Dépollution EIF : Beaucoup de questions et peu de réponses
La Mairie organisait le 12 décembre dernier une réunion publique afin de rassurer les riverains sur l'opération de dépollution de l'ancienne usine EIF située en zone urbaine dans le haut-Montreuil. Face aux interrogations de l'assistance, bon nombre d'inconnues subsistent.
Cet automne la Mairie annonçait fièrement l'installation de la Maison Populaire sur le site de l'ancienne usine EIF. Un projet d'envergure, chiffré entre 10 et 12 millions, pour donner de l'air à l'une des plus importantes associations culturelles de Montreuil. Une opération séduisante qui a pour but de dynamiser l'offre culturelle dans le secteur, mais qui soulève cependant quelques interrogations.
Car le site de l'ancienne usine est fortement pollué et recèlerait selon certaines études plus de 15 tonnes de trichloréthylène dans son sous sol, ansi que d'autres solvants chlorés, particulièrement volatils qui sont notamment des cancérigènes avérés.
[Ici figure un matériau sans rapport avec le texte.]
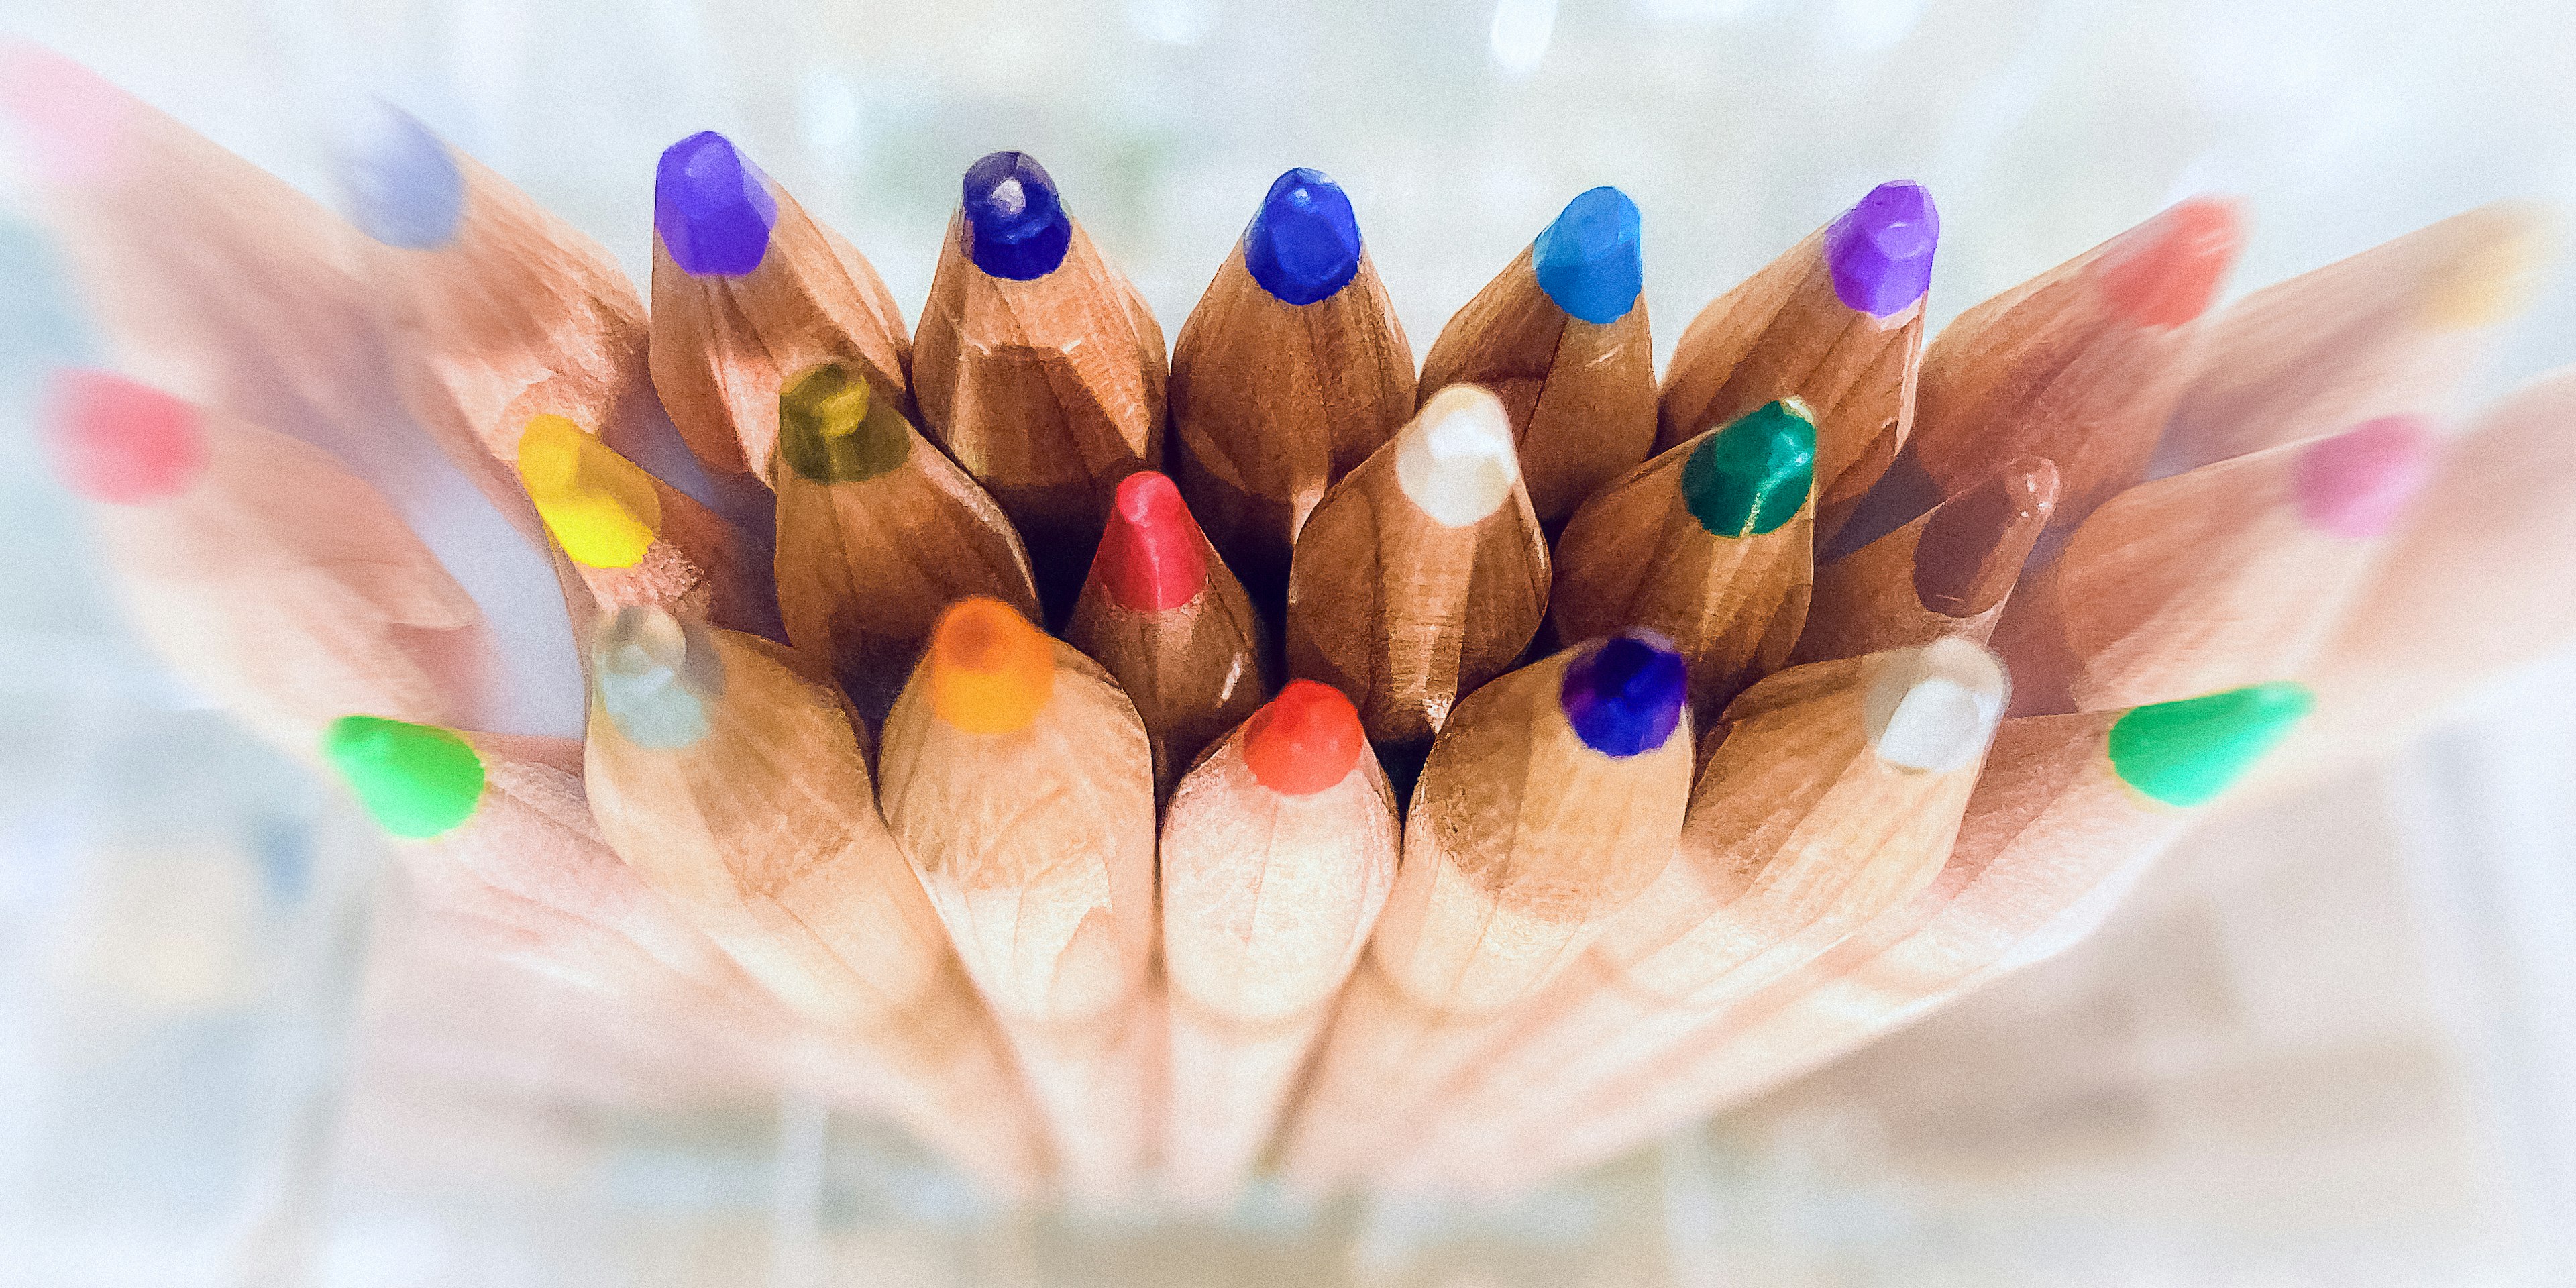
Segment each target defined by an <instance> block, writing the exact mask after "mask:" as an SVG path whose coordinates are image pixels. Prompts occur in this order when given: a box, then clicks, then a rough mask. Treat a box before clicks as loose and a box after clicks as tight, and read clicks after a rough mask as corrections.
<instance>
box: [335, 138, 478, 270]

Sous pression des associations des Murs à pêche, un premier projet remporté par une filiale de Bouygues pour la construction d'un hôtel et de logements avait été abandonné. L'Epfif, propriétaire de la parcelle, avait alors annoncé son intention de dépolluer grâce à une subvention de l'ademe afin de céder ultérieurement le terrain à la ville pour une nouvelle opération. Echaudés par le précédent de Wipelec à Romainville, les riverains s'étaient constitués en association pour obtenir des garanties en matière de santé public. Il s'agissait d'éviter que des polluants ne se retrouvent pas dans leurs habitations. Parallèment un collectif s'était chargé d'occuper l'usine afin de prévenir toute opération hâtive, ce jusqu'à leur expulsion discrètement orchestrée à l'été 2022.
Cependant lors de la réunion publique, la société Sarpi Remediation, le maître d'??uvre choisi par l'Epfif, a clairement reconnu qu'il n'était pas possible avant une phase de dépollution douce par venting de prédire quel seuil de polluants élilinés serait atteint. Une proportion qui évoluerait entre 80 et 95% mais qui laisserait quand même de grandes quantités de solvants non traités. Or ceci conditionne bien sûr la destination future de la parcelle. La Maison populaire acueille des enfants et selon Sarpi Remediation, il n'est pas possible actuellement d'affirmer qu'elle sera en mesure d'investir le lieu. La Mairie semble donc avoir communiqué dans le but d'éviter une opposition frontale à un projet immobilier comme ce fut le cas avec Bouygues.
Autre sujet d'inquiétude de la part des riverains, le dépollueur ne prévoit pas de rendre public en temps réel les mesures qu'il dit effectuer constamment en sortie de filtre pour s'assurer que les polluants captés par depression et venting ne se propagent pas dans le voisinage. Or sans contrôle en temps réel de la part des riverains, l'industriel reste donc juge et partie en cas d'incident. Idem pour la nappe phréatique, dont l'Epfif affirme dans un premier temps qu'elle est contenue dans une poche d'argile et qu'il n'existe pas de risque de propagation, avant de reconnaître plus tard que cette nappe est bien en connection avec le réseau hydrologique local et notamment un petit cours d'eau souterrain qui descend vers le sud-ouest du site directement dans les Murs à pêches. Mais dont la la pollution ne serait pas un problème pour l'Epfif car il existe déjà un arrété municipal rendant l'eau du secteur impropre à la consommation. On peut cependant se demander si le raisonnement tient dans le cadre d'une opération de dépollution.
On peut également s'interroger sur la transparence du dépollueur retenu. Sur son site, on remarque qu'il présente essentiellement des références pour de l'excavation et du traitement pour de gros sites industriels tels des raffineries. Interrogé par Montreuil Invisible, Sarpi Remediation indique qu'elle est également compétente pour du venting en milieu urbain mais refuse de donner clairement une référence en se retranchant derrière l'anonymat de ses clients.
Soucieuse de rassurer malgré tout les riverains, la Mairie annonce qu'elle financera la mission d'un "expert tiers de confiance" qui traitera les interrogations des résidents autour du site. Problème, celui-ci arrivera à quelques jours seulement du début des oéprations et ne pourra donc se pronnoncer sur le bien fondé des solutions retenues. Et face aux riverains qui demandaient un report des travaux, l'Epfif a clairement fait savoir que c'était hors de question. Une attitude pour le moins curieuse puisque l'établissement public reconnaît lui même qu'il est incapable de de cerner exactement la durée des travaux, comprise entre 18 et 24 mois.